Seed of Justice


 With a promising title such as ''Seed of Justice'', Norwegian band SKAARV's debut EP plunges […]
By Charlotte ''Downright Destructive'' Lamontagne
April 22, 2015
Skaarv - Seed of Justice album cover

 With a promising title such as ''Seed of Justice'', Norwegian band SKAARV's debut EP plunges us in a universe of distinct riffs and interesting tempo works. It isn't somber nor complex and should probably not be qualified as powerful either. No, it has more of a virile and dominant, heavy feel. As the band has themselves stated, their style is Sludge oriented, borderline to Stoner Metal... And really, it only takes a listen to realize the Groove influences too. The album, as a whole, has a recurrent theme of mid-tempo, sustained notes and general distortion. The energy derives from the tone before all and the content is a concentrated mixture of emotions, with a bluesy touch. It's the kind of record you spin when in need of a slow, master vibe. Really not the slaying, abrasive well-known metal us fans are used to, but sort a crossing between BLACK SABBATH and Phil Anselmo's DOWN, both bands being cited as an inspiration for the Norwegian formation.

The wind blows, mirages of forests and ocean coasts flash before our eyes. Enter the melodic acoustic guitars with a simple harmony, leading the way. Rise the drums and eventually the raging guitar that sticks through the whole record. ''Through The Kelp Forest'' has nothing to do with the rest of the album, and is probably the only piece with Scandinavian influences given that the rest could be qualified of ol' southern, Louisianan Sludge. It remains simple, yet announces a contrast to come. Is it melancholy, nostalgia? The intentions can't be quite figured. An echo is sustained, letting place to a glorious explosion. Out of the storm strikes a fluid, epic riffing guitar. On goes the groovy, but heavy tone. Instantly, the southern influences can be heard and the massive bluesy feel cannot be denied.
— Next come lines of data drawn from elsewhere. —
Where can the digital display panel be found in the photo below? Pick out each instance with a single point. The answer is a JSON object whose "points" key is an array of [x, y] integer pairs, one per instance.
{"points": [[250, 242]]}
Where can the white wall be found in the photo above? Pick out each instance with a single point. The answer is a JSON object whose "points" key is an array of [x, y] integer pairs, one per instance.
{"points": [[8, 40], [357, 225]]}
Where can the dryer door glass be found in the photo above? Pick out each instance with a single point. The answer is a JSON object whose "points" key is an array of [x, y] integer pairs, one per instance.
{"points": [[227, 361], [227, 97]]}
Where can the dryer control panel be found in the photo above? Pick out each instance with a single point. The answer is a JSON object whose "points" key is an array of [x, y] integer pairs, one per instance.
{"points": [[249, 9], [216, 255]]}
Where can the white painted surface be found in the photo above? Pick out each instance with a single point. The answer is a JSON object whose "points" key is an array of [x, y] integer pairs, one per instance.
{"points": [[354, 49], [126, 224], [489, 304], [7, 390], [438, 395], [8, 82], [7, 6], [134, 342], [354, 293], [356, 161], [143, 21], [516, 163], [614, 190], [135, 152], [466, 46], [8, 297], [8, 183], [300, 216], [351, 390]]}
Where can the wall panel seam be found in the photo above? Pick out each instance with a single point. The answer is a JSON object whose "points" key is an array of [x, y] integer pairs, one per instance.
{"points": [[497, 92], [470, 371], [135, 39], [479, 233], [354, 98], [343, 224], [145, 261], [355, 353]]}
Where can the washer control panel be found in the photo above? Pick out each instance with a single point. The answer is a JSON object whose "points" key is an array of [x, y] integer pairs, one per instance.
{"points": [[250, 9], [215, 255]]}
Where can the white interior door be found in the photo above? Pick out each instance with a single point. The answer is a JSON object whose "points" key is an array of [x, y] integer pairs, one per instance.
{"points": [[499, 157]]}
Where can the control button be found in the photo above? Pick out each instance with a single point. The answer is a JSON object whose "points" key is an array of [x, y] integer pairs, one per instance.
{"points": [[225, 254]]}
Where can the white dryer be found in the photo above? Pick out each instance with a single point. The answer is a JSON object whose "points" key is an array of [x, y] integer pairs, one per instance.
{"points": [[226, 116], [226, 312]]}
''Black Cormorant'', the greatest track for its creative riffs, establishes a high standard for the rest of the EP. The song often switches rhythm, from the main riff to the bridge tearing down the general tempo. As it can be entertaining for the ear at first, this recipe of structure will soon be too catchy and give a repetitive turn to the 5 other songs to come. ''Bow'', the third track, also begins with a clean but chunky guitar work. Mr. Péter on the vocals has sure a soothing, deep voice and just as his idol M. Anselmo, the man twists chant and raucous screams. The result is explosive, placing virility on the same pedestal as passion and heart. Although the overall product isn't very complex, some greater qualities distance themselves from the poor drum work and the almost-total absence of the bass: the solos are flown away and everything gravitates around feeling and interpretation. There are no rapid, mind-blowing scales and brilliant techniques, but it is all excused by the simple fact that Sludge revolves around groove rather than show-off skills.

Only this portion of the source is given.